Rega lekas mengejar Marwah. Sengaja tak mengajaknya berbicara meski sudah bisa menyamakan langkah. Barulah ketika sampai ke toko tas khusus wanita, wajah Marwah berubah semringah. Dia bahkan menghampiri salah satu tas jinjing yang dipajang di dalam kotak kaca. Berwarna merah hati. Ukuran sedang dan sangat elegan.
"Kamu mau itu?" Tawar Rega.
"Em ...." Marwah menyipitkan mata, memastikan bandrol harga. Setelahnya membelalak tak percaya. 4 juta lebih untuk sebuah tas? Dia menggeleng. "Enggak deh."
"Kenapa?"
"Cari yang lain aja."
Rega menahan lengan Marwah. "Jangan sampai kejadian kemeja terulang lagi karena alasan sama---kamu menunda untuk membelinya."
"Aku bukan menunda. Cuma waktu itu keadaanku emang lagi enggak bisa."
"Sekarang kamu bisa."
"Tapi Pak ...."
Tanpa mengindahkan protes Marwah, Rega memanggil pelayan. Laki-laki muda berseragam formal datang, mengeluarkan tas incaran Marwah. Selanjutnya dibawa ke meja kasir, dan dibungkus sangat hati-hati ke dalam plastik pelindung sebelum dimasukan ke paper bag.
"Empat juta dua ratus, Pak."
Rega mengeluarkan dompet dari saku celana khaki. Menarik kartu berwarna hitam. Menyelesaikan pembayaran lalu menerima paper bag yang diulurkan.
"Mar, kita ke counter hp dulu. Takut tutup."
•••
"Empat juta, ditambah empat puluh enam ...." Marwah mendesah tak habis pikir. "Lima puluh juta, Pak!"
"Masalahnya di mana?" Rega benar-benar tak mengerti. "Dan kenapa kamu tiba-tiba pergi ninggalin saya?"
"Lima puluh juta itu enggak sedikit, Pak! Seenggaknya perlu satu tahun lebih buat aku ngumpulinnya. Tapi baru aja Bapak ngabisin uang segitu cuma buat tas sama MacBook ... Ya Allah, Pak!" Pekik Marwah. "Harga motor metik aja enggak semahal itu!"
"Ini MacBook keluaran terbaru, Mar." Jelas Rega. "Kualitasnya bagus."
"Aku kan enggak minta yang mahal! Cukup laptop biasa, yang 5 jutaan."
"Cepat rusak."
"Enggak kalau aku yang pake." Marwah kukuh.
"Oke. Oke." Rega mengalah. "Terus sekarang kamu maunya bagaimana? Beli yang 5 juta? Ayo."
"Bapak gila?!" Marwah berseru tak percaya.

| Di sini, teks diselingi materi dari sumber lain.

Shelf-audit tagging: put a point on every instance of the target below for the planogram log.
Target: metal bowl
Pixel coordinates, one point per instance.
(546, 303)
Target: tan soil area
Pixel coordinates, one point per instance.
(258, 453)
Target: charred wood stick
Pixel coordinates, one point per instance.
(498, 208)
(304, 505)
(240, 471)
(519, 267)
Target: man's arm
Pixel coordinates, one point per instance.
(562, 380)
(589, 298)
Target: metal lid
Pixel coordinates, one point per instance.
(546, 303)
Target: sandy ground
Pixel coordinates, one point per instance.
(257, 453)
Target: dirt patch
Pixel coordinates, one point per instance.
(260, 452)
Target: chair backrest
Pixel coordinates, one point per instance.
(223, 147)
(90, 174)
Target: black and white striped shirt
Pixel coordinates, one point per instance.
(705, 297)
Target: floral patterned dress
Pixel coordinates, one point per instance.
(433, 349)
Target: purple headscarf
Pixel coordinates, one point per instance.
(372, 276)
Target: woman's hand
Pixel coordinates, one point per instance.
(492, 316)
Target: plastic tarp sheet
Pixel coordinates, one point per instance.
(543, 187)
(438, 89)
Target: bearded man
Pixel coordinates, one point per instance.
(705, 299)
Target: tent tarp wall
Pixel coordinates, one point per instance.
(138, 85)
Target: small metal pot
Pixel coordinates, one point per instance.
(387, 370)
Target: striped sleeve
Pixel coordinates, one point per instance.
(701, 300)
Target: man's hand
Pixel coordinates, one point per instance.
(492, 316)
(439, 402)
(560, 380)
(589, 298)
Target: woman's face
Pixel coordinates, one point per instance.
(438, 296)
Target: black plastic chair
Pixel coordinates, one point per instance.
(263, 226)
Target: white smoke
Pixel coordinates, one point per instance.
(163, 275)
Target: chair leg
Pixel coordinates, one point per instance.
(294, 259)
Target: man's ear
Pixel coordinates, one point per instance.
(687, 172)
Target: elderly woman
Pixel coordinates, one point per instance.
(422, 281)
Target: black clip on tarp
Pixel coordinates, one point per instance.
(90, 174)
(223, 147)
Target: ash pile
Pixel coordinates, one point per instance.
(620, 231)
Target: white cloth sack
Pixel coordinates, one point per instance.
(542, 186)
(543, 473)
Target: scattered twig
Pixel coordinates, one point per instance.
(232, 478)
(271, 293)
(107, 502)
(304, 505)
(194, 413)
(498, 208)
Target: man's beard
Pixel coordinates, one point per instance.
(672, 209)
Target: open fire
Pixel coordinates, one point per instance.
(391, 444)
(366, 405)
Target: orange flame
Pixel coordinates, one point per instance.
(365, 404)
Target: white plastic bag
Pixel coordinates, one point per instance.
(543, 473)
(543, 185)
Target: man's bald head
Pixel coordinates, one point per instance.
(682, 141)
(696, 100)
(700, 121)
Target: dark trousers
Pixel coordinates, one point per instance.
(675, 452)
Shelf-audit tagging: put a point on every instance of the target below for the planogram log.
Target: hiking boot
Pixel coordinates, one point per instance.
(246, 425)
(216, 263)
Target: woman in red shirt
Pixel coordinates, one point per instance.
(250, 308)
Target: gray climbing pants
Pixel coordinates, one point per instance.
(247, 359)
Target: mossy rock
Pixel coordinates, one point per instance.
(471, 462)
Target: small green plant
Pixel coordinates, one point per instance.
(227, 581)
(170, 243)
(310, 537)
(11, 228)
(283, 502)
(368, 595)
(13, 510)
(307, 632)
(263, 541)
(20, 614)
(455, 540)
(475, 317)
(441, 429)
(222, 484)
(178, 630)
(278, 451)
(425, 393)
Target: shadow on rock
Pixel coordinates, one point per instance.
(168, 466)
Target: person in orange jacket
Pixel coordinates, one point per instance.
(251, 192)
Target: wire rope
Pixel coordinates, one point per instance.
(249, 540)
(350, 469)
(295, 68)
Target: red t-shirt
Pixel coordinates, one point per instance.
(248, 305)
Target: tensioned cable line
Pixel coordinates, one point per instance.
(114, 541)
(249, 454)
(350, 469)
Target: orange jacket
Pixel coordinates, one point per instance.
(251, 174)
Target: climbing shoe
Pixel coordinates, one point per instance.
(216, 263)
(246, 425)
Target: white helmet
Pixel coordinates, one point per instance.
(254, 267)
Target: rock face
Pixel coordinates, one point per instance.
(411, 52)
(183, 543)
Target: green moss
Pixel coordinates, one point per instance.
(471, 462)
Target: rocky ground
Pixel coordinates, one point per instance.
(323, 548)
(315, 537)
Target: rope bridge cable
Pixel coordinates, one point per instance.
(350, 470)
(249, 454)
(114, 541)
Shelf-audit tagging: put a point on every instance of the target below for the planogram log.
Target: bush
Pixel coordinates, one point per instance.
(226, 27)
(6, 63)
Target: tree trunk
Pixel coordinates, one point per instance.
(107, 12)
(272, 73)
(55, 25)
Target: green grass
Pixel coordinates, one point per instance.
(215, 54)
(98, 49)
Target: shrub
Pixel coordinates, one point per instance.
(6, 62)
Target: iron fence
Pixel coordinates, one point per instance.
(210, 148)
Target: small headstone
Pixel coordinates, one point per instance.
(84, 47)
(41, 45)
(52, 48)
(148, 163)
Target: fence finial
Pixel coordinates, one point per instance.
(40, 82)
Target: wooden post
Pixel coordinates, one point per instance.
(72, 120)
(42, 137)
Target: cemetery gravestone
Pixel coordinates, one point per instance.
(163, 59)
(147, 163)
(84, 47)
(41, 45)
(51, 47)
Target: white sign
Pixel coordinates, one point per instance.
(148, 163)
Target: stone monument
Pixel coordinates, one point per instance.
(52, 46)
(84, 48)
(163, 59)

Rega menghela napas dalam. Padahal dia hanya berusaha menuruti permintaan perempuan itu. Namun bukannya senang dan berterimakasih, Marwah justru kesal tidak jelas dan membuatnya serba salah. Bahkan menolak melanjutkan berbelanja. Lalu dengan entengnya dia menyebut Rega gila, seolah dia baru saja membayar sebuah batu kali menggunakan nyawa.
"Balikin dua-duanya. Aku enggak mau pakai," kata Marwah, lebih terkesan memerintah.
"Enggak bisa," sahut Rega, lelah. "Barang yang sudah dibeli enggak bisa dikembalikan."
"Jual lagi!"
"Jual di mana?"
"Terserah Bapak!"
Lagi, Rega menghela napas. Menumpukan siku ke pinggiran pintu sambil memijat pelipis.
"Pak!"
"Ehm."
"Bapak paham enggak, si?"
"Ehm."
Mendengkus, Marwah kembali meluruskan posisi duduk. "Udahlah! Bapak emang enggak bakal bisa paham."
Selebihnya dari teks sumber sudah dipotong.